Besides having the same value as math.inf and float('inf'):
>>> import math
>>> import numpy as np
>>> np.inf == float('inf')
True
>>> np.inf == math.inf
True
It also has the same type:
>>> import numpy as np
>>> type(np.inf)
float
>>> type(np.inf) is type(float('inf'))
float
That’s interesting because NumPy also has it’s own floating point types:
>>> np.float32(np.inf)
inf
>>> type(np.float32(np.inf))
numpy.float32
>>> np.float32('inf') == np.inf # nevertheless equal
True
So it has the same value and the same type as math.inf and float('inf') which means it’s interchangeable.
Reasons for using np.inf
- It’s less to type:
np.inf(6 chars)math.inf(8 chars; new in python 3.5)float('inf')(12 chars)

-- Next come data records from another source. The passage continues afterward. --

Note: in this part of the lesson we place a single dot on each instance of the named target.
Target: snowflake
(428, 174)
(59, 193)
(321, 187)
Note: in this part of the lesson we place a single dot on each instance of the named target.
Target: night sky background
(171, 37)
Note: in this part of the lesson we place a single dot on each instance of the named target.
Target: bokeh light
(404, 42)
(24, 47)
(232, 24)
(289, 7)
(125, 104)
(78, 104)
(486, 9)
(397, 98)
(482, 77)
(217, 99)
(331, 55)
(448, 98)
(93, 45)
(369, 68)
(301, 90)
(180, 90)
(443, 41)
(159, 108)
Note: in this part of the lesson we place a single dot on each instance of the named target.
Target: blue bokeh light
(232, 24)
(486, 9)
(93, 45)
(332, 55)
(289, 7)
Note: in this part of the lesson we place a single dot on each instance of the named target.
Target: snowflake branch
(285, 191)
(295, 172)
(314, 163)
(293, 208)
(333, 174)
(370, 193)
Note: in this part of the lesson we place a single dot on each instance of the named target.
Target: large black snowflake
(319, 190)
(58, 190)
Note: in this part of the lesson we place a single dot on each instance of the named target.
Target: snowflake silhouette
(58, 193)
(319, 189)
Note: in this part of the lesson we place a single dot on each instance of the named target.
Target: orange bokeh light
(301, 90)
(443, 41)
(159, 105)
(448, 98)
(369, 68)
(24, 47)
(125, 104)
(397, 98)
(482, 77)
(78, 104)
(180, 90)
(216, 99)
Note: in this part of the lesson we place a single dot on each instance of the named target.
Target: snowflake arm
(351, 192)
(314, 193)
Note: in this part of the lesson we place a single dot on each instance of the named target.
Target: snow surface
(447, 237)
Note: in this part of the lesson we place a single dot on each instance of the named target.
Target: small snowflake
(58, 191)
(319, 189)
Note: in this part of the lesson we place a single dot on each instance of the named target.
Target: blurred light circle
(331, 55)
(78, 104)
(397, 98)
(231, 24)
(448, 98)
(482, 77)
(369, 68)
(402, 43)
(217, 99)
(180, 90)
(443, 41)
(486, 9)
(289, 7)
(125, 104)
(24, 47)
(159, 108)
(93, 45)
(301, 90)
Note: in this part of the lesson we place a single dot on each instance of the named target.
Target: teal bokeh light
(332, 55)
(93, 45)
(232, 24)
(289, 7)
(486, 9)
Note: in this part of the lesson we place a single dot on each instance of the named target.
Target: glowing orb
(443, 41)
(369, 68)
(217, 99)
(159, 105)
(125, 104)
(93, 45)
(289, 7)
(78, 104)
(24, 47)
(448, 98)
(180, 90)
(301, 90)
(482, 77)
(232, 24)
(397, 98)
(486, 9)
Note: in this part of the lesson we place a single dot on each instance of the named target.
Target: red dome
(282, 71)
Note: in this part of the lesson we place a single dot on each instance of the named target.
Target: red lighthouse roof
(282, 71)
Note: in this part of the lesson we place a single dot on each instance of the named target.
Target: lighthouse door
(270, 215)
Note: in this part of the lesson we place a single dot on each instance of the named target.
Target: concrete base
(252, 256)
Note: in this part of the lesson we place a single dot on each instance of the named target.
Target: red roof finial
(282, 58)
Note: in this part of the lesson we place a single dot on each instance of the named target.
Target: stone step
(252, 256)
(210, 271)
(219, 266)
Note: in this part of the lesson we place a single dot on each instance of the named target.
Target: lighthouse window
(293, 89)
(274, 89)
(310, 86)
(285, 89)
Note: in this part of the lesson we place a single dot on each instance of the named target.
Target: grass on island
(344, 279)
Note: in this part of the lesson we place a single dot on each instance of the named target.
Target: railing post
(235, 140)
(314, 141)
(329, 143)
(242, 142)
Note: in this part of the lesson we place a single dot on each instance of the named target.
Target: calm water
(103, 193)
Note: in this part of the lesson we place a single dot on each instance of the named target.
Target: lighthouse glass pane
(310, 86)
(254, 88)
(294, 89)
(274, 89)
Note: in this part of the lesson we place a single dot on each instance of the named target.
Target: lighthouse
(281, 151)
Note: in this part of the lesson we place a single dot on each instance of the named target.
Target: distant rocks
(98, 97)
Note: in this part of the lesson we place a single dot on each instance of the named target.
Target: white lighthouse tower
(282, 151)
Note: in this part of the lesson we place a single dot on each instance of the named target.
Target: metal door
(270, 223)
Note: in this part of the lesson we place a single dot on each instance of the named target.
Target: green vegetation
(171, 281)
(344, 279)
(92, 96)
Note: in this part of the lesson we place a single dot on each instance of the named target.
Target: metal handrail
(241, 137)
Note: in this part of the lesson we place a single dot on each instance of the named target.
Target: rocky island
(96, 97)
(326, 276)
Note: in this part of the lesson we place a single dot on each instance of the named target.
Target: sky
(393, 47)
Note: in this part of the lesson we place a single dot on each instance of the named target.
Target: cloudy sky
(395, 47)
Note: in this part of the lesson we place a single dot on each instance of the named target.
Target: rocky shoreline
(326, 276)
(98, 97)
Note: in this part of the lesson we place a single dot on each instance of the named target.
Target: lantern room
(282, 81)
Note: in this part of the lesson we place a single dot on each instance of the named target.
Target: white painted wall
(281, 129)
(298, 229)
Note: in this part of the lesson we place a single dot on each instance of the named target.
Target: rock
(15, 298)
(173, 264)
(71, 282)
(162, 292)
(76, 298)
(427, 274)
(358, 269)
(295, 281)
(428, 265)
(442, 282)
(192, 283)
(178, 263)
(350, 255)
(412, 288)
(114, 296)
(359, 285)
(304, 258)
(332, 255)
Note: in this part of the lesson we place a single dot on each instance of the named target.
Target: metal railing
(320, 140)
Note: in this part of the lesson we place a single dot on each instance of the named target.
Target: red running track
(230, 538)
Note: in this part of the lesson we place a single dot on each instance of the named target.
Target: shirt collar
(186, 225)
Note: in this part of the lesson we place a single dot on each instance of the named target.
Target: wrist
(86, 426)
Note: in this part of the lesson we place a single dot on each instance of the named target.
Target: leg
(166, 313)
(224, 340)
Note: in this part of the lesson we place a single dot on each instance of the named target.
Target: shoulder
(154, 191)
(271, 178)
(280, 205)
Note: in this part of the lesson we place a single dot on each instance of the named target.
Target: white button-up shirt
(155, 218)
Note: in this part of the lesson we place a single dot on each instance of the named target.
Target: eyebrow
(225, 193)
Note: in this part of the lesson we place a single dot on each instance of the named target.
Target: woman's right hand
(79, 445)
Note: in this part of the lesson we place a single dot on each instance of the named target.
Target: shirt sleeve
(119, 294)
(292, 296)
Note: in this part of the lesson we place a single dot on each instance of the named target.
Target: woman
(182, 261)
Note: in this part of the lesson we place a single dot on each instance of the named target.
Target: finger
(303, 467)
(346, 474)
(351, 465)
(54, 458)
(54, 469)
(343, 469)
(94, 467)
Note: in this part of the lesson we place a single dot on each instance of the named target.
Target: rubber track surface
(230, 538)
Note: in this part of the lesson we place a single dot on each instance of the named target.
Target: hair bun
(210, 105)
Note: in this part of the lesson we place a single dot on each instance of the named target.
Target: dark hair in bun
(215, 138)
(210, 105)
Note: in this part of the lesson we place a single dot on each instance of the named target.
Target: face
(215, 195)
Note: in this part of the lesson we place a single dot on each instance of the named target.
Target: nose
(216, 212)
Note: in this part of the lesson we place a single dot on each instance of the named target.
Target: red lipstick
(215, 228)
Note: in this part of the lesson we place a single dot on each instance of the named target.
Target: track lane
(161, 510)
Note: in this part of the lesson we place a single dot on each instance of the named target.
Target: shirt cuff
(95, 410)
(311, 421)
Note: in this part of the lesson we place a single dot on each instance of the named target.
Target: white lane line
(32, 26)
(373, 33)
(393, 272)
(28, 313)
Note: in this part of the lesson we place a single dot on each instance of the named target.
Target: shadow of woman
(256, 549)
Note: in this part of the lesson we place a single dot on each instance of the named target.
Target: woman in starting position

That means if you already have NumPy imported you can save yourself 6 (or 2) chars per occurrence compared to float('inf') (or math.inf).
- Because it’s easier to remember.
At least for me, it’s far easier to remember np.inf than that I need to call float with a string.
Also, NumPy defines some additional aliases for infinity:
np.Inf
np.inf
np.infty
np.Infinity
np.PINF
It also defines an alias for negative infinity:
np.NINF
Similarly for nan:
np.nan
np.NaN
np.NAN
- Constants are constants
This point is based on CPython and could be completely different in another Python implementation.
A float CPython instance requires 24 Bytes:
>>> import sys
>>> sys.getsizeof(np.inf)
24
If you can re-use the same instance you might save a lot of memory compared to creating lots of new instances. Of course, this point is mute if you create your own inf constant but if you don’t then:
a = [np.inf for _ in range(1000000)]
b = [float('inf') for _ in range(1000000)]
b would use 24 * 1000000 Bytes (~23 MB) more memory than a.
-
Accessing a constant is faster than creating the variable.
%timeit np.inf 37.9 ns ± 0.692 ns per loop (mean ± std. dev. of 7 runs, 10000000 loops each) %timeit float('inf') 232 ns ± 13.9 ns per loop (mean ± std. dev. of 7 runs, 1000000 loops each) %timeit [np.inf for _ in range(10000)] 552 µs ± 15.4 µs per loop (mean ± std. dev. of 7 runs, 1000 loops each) %timeit [float('inf') for _ in range(10000)] 2.59 ms ± 78.7 µs per loop (mean ± std. dev. of 7 runs, 100 loops each)
Of course, you can create your own constant to counter that point. But why bother if NumPy already did that for you.